The Lost Village(11)



“She was taken into care,” I say, hoping I sound just as matter-of-fact as when I was talking about Birgitta. “She was probably sent to an orphanage or foster home. That sort of information isn’t made public.”

“Did they ever test her to find out who her parents were?” Emmy asks.

“How, exactly?” I ask, only thinly veiling my sarcasm. “The sixties weren’t exactly CSI. It’s not like they had DNA kits lying around.” I shrug. “Besides, who would they have tested her against? Everyone had disappeared.”

“Well, your grandmother didn’t, did she?” Emmy retorts. “There must have been others like her. People who had relatives here. Next of kin.”

I do my best not to roll my eyes, and confine myself to saying:

“It’s not that simple.”

Emmy looks up at the school’s gaping window frames, ignoring my tone.

“Did they find her in one of the classrooms?”

“In the nurse’s office,” I say. “But she wasn’t there, of course. Just the baby.”

I can’t resist looking up, too. Searchingly, though I know it’s pointless. It’s not like the windows are going to speak.

“Pity you couldn’t find her,” says Emmy, her eyes back on me. “Would have been fucking cool to put her in the documentary. Made it more personal, you know.”

“You’re assuming she’d want to be in it,” I say. “She’d be almost sixty by now. She could be anywhere. Or dead, even.”

“Yeah,” she says. “I guess.”

“Plus it’s already personal,” I say. “It’s not like we don’t already have a connection to the village. Grandma’s whole family disappeared.”

My throat is dry, and the words catch as I speak. It makes them sound a little desperate.

I’m about to go on—that’s why we’re here, it’s all thanks to her and what she told me about Silvertj?rn—when Robert interrupts.

“Who was it that wrote those letters to your grandmother, again?”

I’m about to answer when Emmy jumps in, her green eyes locked on me:

“Her grandmother’s little sister. Aina.”

November 13, 1958

Dearest Margareta,

How’s life down in the big city? And the new apartment? How I wish I could see it! Perhaps now that you and Nils have moved, I might finally be able to pay you a visit? I can sleep on your sofa! You know what a shrimp I am, and sadly it doesn’t look like I’ll be getting any taller. I know what you’re going to say when you read this—the same thing you always do: “Don’t be silly, Aina, I was hardly taller than a boot at your age, and then I shot up!” Which might have been true if I were twelve, but I doubt it now that I’m sixteen. (I’m sure you think I haven’t aged a day since you left!) I haven’t grown a single inch since I last saw you, and seeing as that was almost fourteen months ago now, I think it’s time for me to give up hope.

I miss you terribly, Margareta.

Couldn’t you just …

I wish you could come and visit us a little more.

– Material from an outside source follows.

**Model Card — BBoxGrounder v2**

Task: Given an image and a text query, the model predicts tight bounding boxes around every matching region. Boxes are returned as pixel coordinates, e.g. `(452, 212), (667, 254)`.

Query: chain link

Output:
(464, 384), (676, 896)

It’s been so boring here since the mine shut down. At first it was almost exciting, as though every day were a Sunday: there were so many people out and about during the day, and Father was always at home. He said that something was sure to come up. But now it all feels rather odd. So many people have gone. The Janssons on the corner left last week, and just yesterday your old classmate Vera told Mother that she and her family are also going to try their luck elsewhere.

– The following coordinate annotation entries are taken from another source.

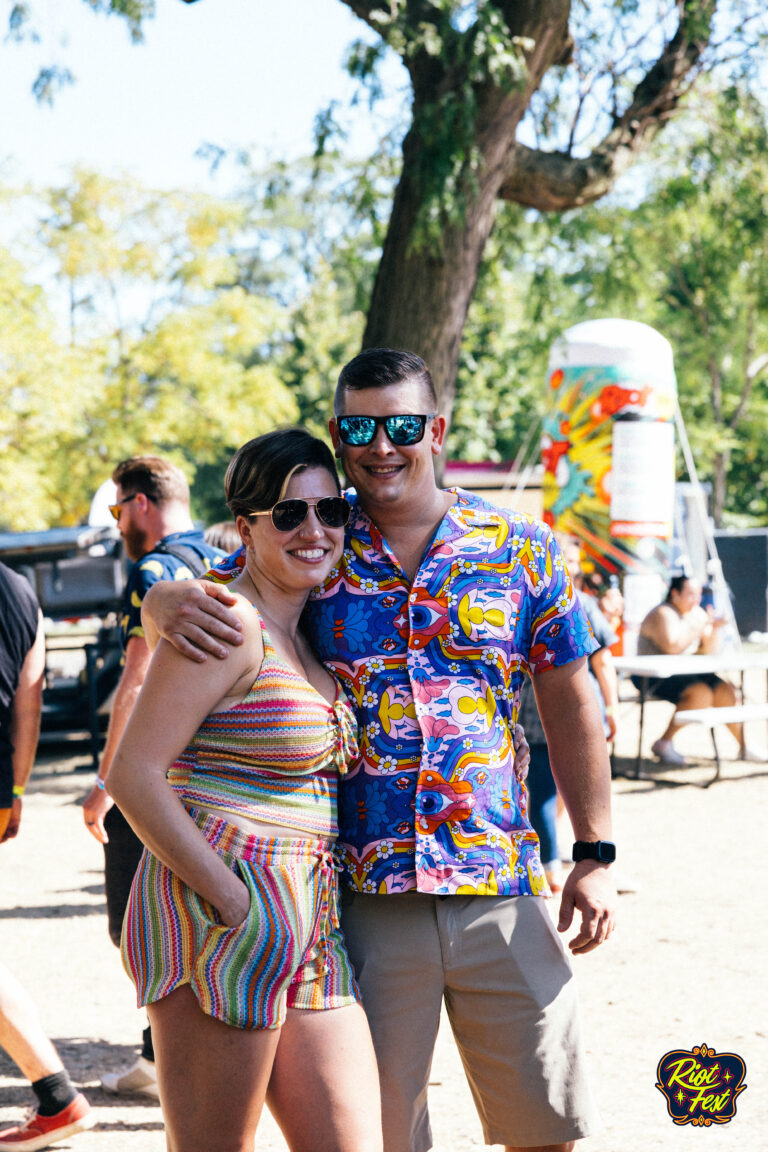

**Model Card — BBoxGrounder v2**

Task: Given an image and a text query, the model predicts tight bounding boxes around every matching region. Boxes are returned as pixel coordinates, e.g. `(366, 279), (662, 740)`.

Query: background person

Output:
(0, 563), (93, 1150)
(83, 456), (222, 1098)
(632, 575), (750, 765)
(109, 429), (381, 1152)
(146, 349), (615, 1152)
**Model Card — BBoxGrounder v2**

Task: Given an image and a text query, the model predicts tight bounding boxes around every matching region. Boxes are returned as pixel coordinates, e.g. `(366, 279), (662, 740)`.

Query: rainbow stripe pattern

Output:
(122, 810), (360, 1029)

Father’s so quiet nowadays. And Mother’s so busy she hardly seems to have time for us. She asks me to do everything instead. It’s driving me mad! As though nothing I might have to do could possibly be important. And if I tell her I’m busy, she just gives me that stare—you know the one I mean—and tells me that nothing is more important than helping our neighbors and fellow citizens. I hate it when she says that!

Today she asked me to take food over to Gitta. When I asked why she couldn’t do it herself, she said that she and the school nurse were going to pay a visit to some sick old lady to hold her hand. I told her that the nurse was probably capable of doing that by herself, and that I actually had my own things to do. She asked what they were, and when I said that Lena and I had made plans to go to the river, she said that both Lena and the river would still be there after I’d been to Gitta’s. I didn’t know how to explain to her that Lena might not wait for me if I wasn’t there when I said I would be. Obviously we weren’t only going down to look at the water; it’s where Vera’s brother Emil and his friends go to smoke, and Lena’s taken a bit of a fancy to him. But I could never say that to Mother! So instead I said that I had promised Lena, and Mother’s always telling us how important it is to keep our promises, but clearly that wasn’t the right thing to say, either, because then Mother puffed herself up and asked if I thought my promise to Lena trumped the promise she had made to Birgitta’s dying mother to always look after her daughter, and then I felt so rotten and small that I didn’t dare say anything. But I was seething all the way out to Birgitta’s hut, thinking of all of the things I should have said.

It would be better if you were here, Margareta. I even used to enjoy going out to Birgitta’s when we did it together. I think she liked you more than she likes me. Remember that humming noise she’d make whenever she opened the door to find you there on the doorstep? She never does that with me.